The narrow functions in Emacs were great, and almost made me switch to Emacs. I know NrrwRgn exists, but it didn't automatically sync the buffers, so you couldn't have them open side by side. This looks better, but I don't like the automatic layout stuff. I prefer to control that myself.

this already works, just use `YodeCreateSeditorReplace`. The command creates a seditor and opens it in the current window. You can then use the created seditor like any other buffer. To open a selected code part in normal splits do:

:YodeCreateSeditorReplace :vsp <Leader>blt

I completely missed that command when looking through the docs. Thank you, and sorry for wasting your time! Great work on this plugin, it's amazing!
Naaah ;) Some people missed the installation instructions https://github.com/hoschi/yode-nvim/issues/5
What’s the advantage of this over creating splits and navigating to the relevant code? This is what I do all the time, having a hard time understanding how this would improve that.
Splits are not based on content, but are controlled by a layout algorithm.

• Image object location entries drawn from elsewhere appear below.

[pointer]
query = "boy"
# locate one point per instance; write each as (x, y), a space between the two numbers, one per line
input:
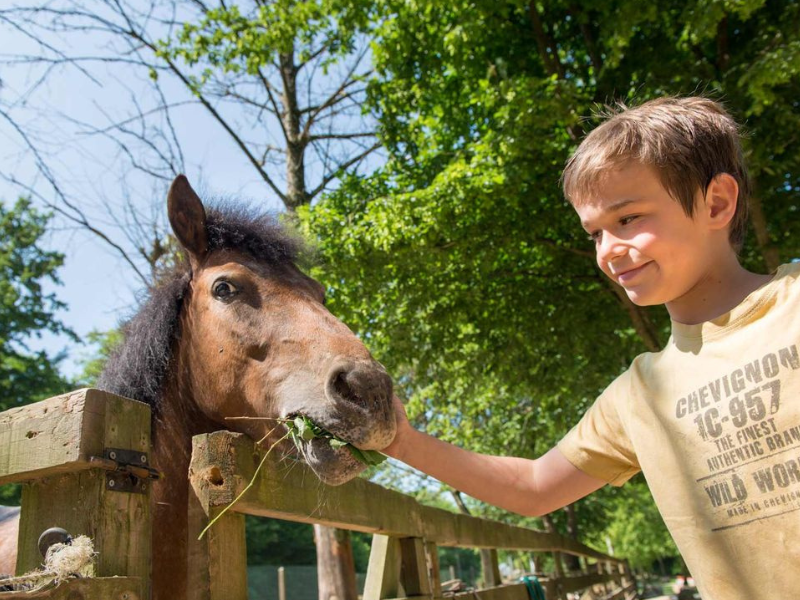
(713, 419)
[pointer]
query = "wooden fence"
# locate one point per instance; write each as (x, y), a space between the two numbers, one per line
(59, 447)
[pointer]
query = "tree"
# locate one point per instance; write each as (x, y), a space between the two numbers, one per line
(461, 263)
(27, 309)
(26, 312)
(284, 80)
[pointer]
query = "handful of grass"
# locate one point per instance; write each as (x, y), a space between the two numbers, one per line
(302, 429)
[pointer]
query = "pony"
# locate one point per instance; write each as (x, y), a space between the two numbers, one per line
(236, 329)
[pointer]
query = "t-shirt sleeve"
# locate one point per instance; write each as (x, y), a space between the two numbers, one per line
(599, 444)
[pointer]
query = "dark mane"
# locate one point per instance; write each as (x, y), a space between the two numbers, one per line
(137, 368)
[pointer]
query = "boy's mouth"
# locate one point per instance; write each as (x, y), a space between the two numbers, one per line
(626, 276)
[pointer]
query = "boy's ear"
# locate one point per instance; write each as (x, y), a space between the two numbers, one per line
(720, 200)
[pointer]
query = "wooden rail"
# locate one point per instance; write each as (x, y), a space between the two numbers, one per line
(406, 534)
(52, 446)
(49, 446)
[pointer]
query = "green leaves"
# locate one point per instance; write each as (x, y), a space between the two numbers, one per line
(26, 310)
(302, 429)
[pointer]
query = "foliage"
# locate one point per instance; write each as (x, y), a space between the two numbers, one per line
(226, 39)
(27, 310)
(460, 263)
(634, 527)
(277, 542)
(106, 342)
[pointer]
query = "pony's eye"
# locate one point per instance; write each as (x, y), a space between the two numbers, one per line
(224, 290)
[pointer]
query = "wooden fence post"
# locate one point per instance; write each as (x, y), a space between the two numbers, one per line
(434, 573)
(559, 578)
(490, 567)
(413, 568)
(72, 429)
(383, 572)
(281, 583)
(217, 563)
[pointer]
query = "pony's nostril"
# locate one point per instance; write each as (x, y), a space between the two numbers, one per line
(343, 390)
(362, 385)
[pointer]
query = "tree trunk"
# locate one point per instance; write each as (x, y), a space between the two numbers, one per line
(335, 566)
(296, 194)
(336, 571)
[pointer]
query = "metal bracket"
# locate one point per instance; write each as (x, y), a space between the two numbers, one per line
(128, 470)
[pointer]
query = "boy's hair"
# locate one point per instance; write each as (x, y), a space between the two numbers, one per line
(687, 140)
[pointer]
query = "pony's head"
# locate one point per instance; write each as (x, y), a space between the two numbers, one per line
(242, 332)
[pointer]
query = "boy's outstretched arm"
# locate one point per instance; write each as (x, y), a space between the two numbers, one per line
(528, 487)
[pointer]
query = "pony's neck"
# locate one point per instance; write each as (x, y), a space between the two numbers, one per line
(178, 420)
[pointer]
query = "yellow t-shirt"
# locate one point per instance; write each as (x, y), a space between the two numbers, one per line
(713, 422)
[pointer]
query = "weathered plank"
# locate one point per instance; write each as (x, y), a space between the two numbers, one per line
(490, 566)
(581, 582)
(434, 573)
(78, 426)
(414, 579)
(513, 591)
(94, 588)
(383, 571)
(282, 491)
(54, 436)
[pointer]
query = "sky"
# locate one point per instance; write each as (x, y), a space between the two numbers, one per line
(54, 106)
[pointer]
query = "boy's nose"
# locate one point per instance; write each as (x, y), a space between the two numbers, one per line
(610, 248)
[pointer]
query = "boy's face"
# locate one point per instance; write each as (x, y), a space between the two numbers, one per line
(644, 240)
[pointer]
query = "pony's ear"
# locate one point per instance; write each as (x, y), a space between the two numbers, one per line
(188, 218)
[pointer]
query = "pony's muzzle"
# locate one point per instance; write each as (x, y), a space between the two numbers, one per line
(366, 385)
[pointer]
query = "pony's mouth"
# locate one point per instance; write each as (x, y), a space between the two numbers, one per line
(333, 465)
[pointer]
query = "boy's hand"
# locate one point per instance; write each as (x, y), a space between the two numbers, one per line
(395, 449)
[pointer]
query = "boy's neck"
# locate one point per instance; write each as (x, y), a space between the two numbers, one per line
(722, 289)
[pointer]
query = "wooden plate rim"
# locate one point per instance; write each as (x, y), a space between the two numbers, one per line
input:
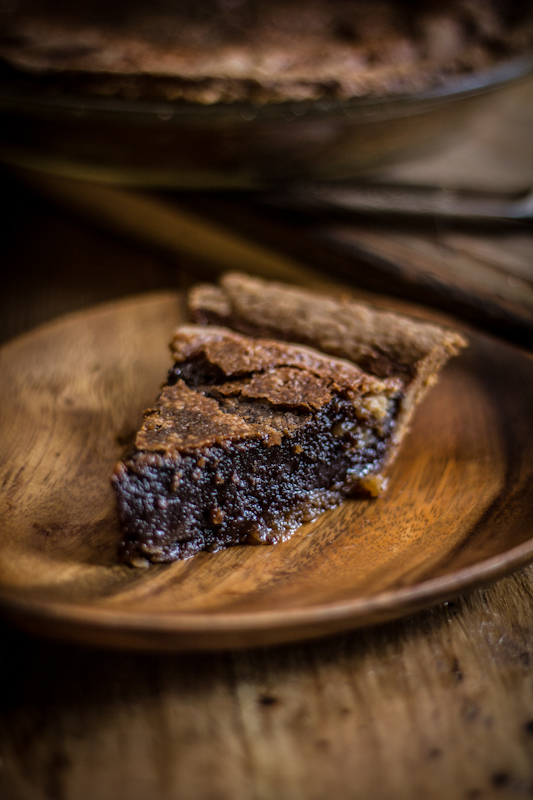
(359, 612)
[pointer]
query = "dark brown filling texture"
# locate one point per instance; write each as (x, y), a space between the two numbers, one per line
(293, 459)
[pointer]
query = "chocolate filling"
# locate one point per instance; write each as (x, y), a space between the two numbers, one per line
(174, 504)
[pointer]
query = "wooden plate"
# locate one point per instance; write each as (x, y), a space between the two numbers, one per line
(457, 512)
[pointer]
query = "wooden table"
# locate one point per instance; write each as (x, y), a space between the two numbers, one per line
(436, 706)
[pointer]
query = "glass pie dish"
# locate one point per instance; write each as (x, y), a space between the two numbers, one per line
(240, 145)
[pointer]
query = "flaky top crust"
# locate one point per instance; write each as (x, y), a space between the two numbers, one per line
(267, 389)
(381, 342)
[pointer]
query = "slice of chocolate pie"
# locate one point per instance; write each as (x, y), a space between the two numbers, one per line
(251, 436)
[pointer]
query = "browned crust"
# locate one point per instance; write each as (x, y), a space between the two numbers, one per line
(284, 382)
(256, 51)
(381, 342)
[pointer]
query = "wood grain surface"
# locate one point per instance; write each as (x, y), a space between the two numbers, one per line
(435, 706)
(457, 511)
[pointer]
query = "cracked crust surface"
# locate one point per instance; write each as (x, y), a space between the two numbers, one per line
(382, 343)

For horizontal splits, for example, the size changes every time you create a new one. Yode-Nvim is based on the size of the seditors and enlarges/reduces them automatically. There are more layouting algorithms planned and they can be different for each tab, the code is already set up for that.
This looks amazing, I love the idea.

I wonder, as a general feeling, does the implementation of the floating narrowed regions involve a lot of hacks/workarounds, or does it come fairly naturally to nvim?

With the buffer events and especially `nvim_buf_call` of NeoVim it is possible to do everything without hacks.
That's great to hear. I'd be very interested to see how this goes on. Is there a place to follow development, like a Matrix room or something?
Cool. You can "watch" the Github repo with the button in the right upper place beside "star" and "fork".
This looks great, nicely done! I didn’t know I needed this :)

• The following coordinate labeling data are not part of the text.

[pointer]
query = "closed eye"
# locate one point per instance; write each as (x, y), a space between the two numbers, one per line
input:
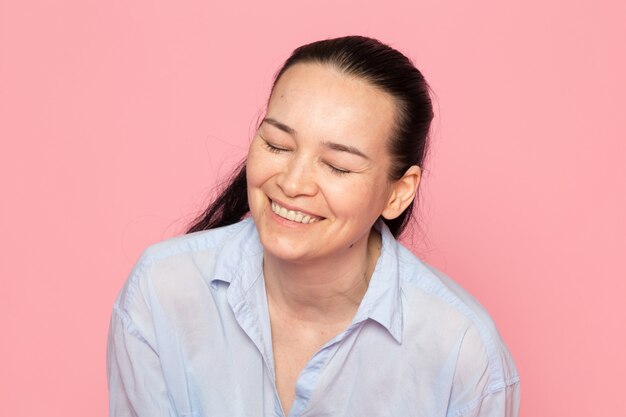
(338, 171)
(273, 148)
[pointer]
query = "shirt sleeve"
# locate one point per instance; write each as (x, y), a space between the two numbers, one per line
(486, 382)
(135, 376)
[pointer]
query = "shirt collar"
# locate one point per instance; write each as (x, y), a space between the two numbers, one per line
(382, 301)
(240, 261)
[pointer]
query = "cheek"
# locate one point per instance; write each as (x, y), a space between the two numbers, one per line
(361, 201)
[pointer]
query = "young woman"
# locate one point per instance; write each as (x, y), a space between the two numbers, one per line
(291, 295)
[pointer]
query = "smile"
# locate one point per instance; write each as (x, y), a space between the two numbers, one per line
(294, 216)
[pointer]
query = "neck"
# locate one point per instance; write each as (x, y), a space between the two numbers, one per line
(325, 290)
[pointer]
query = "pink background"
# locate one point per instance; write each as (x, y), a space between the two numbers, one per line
(116, 118)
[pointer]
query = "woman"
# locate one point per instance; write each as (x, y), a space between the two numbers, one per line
(309, 306)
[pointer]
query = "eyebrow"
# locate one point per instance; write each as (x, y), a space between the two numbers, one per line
(330, 145)
(344, 148)
(280, 125)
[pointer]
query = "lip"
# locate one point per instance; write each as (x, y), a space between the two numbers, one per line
(294, 208)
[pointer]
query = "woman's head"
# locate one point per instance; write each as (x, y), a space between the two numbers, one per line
(369, 63)
(390, 71)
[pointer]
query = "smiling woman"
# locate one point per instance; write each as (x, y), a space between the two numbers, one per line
(311, 306)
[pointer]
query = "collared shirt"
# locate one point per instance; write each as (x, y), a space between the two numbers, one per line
(190, 336)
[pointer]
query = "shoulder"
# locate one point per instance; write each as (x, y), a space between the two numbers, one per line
(482, 354)
(173, 265)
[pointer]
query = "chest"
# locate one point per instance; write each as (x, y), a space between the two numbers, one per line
(295, 345)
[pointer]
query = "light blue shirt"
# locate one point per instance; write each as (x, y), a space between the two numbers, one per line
(190, 336)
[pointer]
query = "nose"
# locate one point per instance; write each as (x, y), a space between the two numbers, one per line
(297, 178)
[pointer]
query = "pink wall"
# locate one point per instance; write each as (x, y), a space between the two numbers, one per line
(117, 116)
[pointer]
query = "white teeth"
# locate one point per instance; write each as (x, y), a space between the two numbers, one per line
(295, 216)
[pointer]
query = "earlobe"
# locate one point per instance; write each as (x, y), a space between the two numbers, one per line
(403, 192)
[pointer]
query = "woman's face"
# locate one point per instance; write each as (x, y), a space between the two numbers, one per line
(318, 165)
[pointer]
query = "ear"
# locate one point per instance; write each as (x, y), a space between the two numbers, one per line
(402, 193)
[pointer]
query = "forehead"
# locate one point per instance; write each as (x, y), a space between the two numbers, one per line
(320, 101)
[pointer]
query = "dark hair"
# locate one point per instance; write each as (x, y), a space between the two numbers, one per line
(385, 68)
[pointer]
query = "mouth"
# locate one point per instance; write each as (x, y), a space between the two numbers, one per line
(293, 215)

Does anyone know if this exists for Emacs? I use both nvim and Emacs but primarily Emacs and would love to have this on both.

Well you can hide the rest of the buffer and focus on a specific part of a file with the narrow-to-* functions (defun, region, or page).

However, this plugin seems to be a little fancier and instead creates different buffers for each selection. The analogous feature set in Emacs are indirect buffers. Try binding a key to run the clone-indirect-buffer and narrow-to-region commands in sequence.

This library might help too: https://www.emacswiki.org/emacs/NarrowIndirect

I have been using NrrwRgn[0] for editing and presenting individual sections of code. How does Yode compare?

[0]: https://github.com/chrisbra/NrrwRgn

Yode-Nvim can create more regions of the same file as well as a floating "window manager" for regions called "layout". Yode-Nvim syncs changes from regions to files in real time where you need to "write" the changes by hand with NrrwRgn.
This looks really cool. Will absolutely try it out. :)
How does Yode compare with tree-sitter?
Yode (the POC 4 years before) itself only worked with a (JavaScript) AST to create seditors. Tree-sitter would have helped here to provide an AST for different programming languages uniformly directly in NeoVim. Yode-Nvim is more powerful than the first version because it operates on lines to create seditors. In this respect Tree-sitter doesn't matter for Yode-Nvim. If someone uses Tree-sitter to select code in visual mode, he can easily create seditors for code objects like functions. This is also possible without Tree-sitter, but you have to select the function yourself.